Auto Scaling

Auto Scaling

  • Launches or terminates instances based on specified conditions

  • Automatically registers new instances with specified load balancers

  • Can launch across Availability Zones

  • Can leverage On-Demand, Reserved, and Spot Instances

Auto Scaling Types

Schedule Scaling

  • Scale based on schedule; scale your application ahead of known load changes

  • Example: Turning off your dev and test instances at night

Dynamic Scaling

  • Excellent for general scaling

  • Allows your scaling to respond to unanticipated changes in traffic

  • Example: Scaling based on a CPU utilization CloudWatch alarm

Predictive Scaling

  • Easiest to use

  • Scales based on machine learning algorithms

  • Example: Want to eliminate manual monitoring and adjustment of Auto Scaling

Amazon Auto Scaling Example

Step 1 - ELB triggers Amazon CloudWatch

In this example, the load balancer was configured to report latency to Amazon CloudWatch, which has an alarm set up to trigger when latency gets poor enough to warrant adding more instances.

Step 2 - CloudWatch triggers scaling policy

When the CloudWatch alarm goes off, it triggers a scaling policy set up in the Auto Scaling group for those instances.

Step 3 - Auto Scaling scales out and registers instance with load balancer

Finally, once the scaling action is triggered, Auto Scaling launches a third instance into the group, based on the configurations specified in the Auto Scaling group, and registers that instance with the load balancer so that it will receive traffic appropriately.

Auto Scaling groups

  • Minimum capacity - This is the lowest number of instances this group can have.
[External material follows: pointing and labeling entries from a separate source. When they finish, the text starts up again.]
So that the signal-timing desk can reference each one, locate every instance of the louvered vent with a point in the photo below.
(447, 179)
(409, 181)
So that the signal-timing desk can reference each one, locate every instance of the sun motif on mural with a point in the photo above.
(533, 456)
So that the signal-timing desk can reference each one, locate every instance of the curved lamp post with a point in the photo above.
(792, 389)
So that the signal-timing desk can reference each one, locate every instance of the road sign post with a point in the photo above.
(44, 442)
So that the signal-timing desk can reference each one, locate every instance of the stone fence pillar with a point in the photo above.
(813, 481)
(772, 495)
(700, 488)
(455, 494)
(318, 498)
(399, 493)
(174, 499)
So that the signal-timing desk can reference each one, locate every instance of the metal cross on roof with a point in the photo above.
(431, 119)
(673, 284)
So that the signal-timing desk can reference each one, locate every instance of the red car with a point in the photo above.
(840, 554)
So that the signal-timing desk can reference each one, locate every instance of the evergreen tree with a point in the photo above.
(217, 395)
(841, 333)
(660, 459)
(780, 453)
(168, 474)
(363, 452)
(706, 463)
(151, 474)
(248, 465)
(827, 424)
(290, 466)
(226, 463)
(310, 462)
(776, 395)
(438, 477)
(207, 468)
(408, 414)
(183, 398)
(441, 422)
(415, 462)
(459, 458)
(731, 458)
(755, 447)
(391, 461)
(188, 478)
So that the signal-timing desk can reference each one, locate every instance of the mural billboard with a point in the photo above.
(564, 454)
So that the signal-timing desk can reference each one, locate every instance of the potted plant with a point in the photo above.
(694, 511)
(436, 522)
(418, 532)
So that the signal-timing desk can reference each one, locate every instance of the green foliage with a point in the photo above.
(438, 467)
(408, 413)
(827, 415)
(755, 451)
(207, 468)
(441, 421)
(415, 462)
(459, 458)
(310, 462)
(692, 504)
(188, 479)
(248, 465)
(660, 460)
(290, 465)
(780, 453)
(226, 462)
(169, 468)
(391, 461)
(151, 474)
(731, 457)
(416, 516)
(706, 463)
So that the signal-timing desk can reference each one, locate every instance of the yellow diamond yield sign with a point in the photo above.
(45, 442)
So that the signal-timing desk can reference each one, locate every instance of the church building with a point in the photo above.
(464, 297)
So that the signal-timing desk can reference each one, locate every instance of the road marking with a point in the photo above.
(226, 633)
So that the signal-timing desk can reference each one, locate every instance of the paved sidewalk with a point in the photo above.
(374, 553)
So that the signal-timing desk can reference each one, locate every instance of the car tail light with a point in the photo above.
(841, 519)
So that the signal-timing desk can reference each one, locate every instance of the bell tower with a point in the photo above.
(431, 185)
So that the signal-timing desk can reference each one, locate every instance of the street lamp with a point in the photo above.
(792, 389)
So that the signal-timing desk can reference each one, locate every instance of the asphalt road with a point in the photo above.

If you reach this number, but a CloudWatch alarm tries to tell Auto Scaling to scale in more, Auto Scaling won’t scale in.

  • Maximum capacity - This is the most instances this group can have. If CloudWatch alarms tell the group to scale out, Auto Scaling will not be able to.

  • Desired capacity - When you initially create your Auto Scaling group, the desired capacity will be the number of instances your group begins with. As CloudWatch alarms go off and request Auto Scaling to scale, Auto Scaling will change the desired capacity to whatever quantity of instances it needs to scale in or out to.

For example, you start your group with the following settings: Min: 2 Max: 10

Desired: 5

Auto Scaling launches 5 instances.

A few minutes later, a CPU capacity alarm goes off, and CloudWatch requests Auto Scaling to scale this group in by 1 instance. Auto Scaling then changes the group’s desired capacity to 4 and terminates 1 instance, based on your termination policy. Your new desired capacity is 4. If you go in and change that back to 5 later, Auto Scaling will launch a new instance to match the desired capacity.

We recommend starting with minimum and desired capacities of 2 instances (1 per Availability Zone).

Auto Scaling best practices

  • Avoid thrashing (aggressive instance termination)

  • Scale out early, scale in slowly

  • Set the min and max capacity parameters carefully

  • Use lifecycle hooks (perform custom actions as Auto Scaling launches or terminates instances)

  • Stateful applications require additional automatic configuration of instances launched into Auto Scaling groups

Amazon RDS Scaling

Horizontal: Read Replicas

  • For read-heavy workloads

  • Offloads reporting

  • Replication is asynchronous

  • Available for Amazon Aurora, MySQL, MariaDB, and PostgreSQL

Horizontal: Sharding

  • For write-heavy workloads

  • Splits data into large chunks (shards)

  • Can give you higher performance and better operating efficiency in many circumstances

Vertical: Push-Button Scaling

  • Scale your Amazon RDS instances up or down with the RDS APIs or a few clicks in the console, often with no downtime

  • Scale from micro to 8xlarge and everything in between

  • Scale storage up with zero downtime

  • Scale throughput (when using provisioned IOPS RDS storage)

Amazon DynamoDB Scaling

Auto Scaling

  • Automatically adjusts read and write throughput capacity in response to dynamically changing request volumes with zero downtime

  • Default for all new tables

  • Just set your desired throughput utilization target, minimum and maximum limits

  • Continuously monitors actual throughput consumption using Amazon CloudWatch

  • No additional cost to use

  • Available in all AWS Regions

  • Best for general scaling needs for most applications with relatively predictable scaling needs


  • Flexible billing option, capable of serving thousands of requests per second without capacity planning

  • Uses pay-per-request pricing instead of a provisioned pricing model

  • DynamoDB adapts rapidly to accommodate new peaks in level of traffic

  • Best for spiky, unpredictable workloads